In a recent editorial in Critical Care, Monnet and Teboul emphasize the value of passive leg raising (PLR) as a reliable bedside indicator of fluid responsiveness in critically ill patients [1]. This is because PLR induces changes in venous return, regardless of the mode of ventilation or the underlying cardiac arrhythmias. In their eloquently written editorial, they provide five practical rules for performing a PLR maneuver.

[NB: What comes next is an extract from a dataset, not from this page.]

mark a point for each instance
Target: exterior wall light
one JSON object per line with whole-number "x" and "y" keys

The authors state that during PLR about 300 mL of blood is auto-transfused from the lower limbs and splanchnic circulation into the central compartment, resulting in an increased cardiac output. This maneuver has been validated in cohorts of patients with either hypovolaemic or septic shock [2, 3]. It is a prerequisite of the test that the volume of blood that is auto-transfused be sufficient to increase mean circulatory pressure which drives venous return [3]. We hypothesize that this may not be the situation in all patients and that, if there is no change in cardiac output, blood pressure, or right atrial pressure [4], an inadequate volume of blood will be returned to the right heart. This may be relevant in patients with elastic compression stockings, which are widely used to prevent venous thromboembolism in critically ill patients. The effectiveness of PLR as a measure of fluid responsiveness can be compromised by elastic compression stockings [5]. Consequently, we would recommend that elastic compression stockings be routinely removed prior to the PLR maneuver.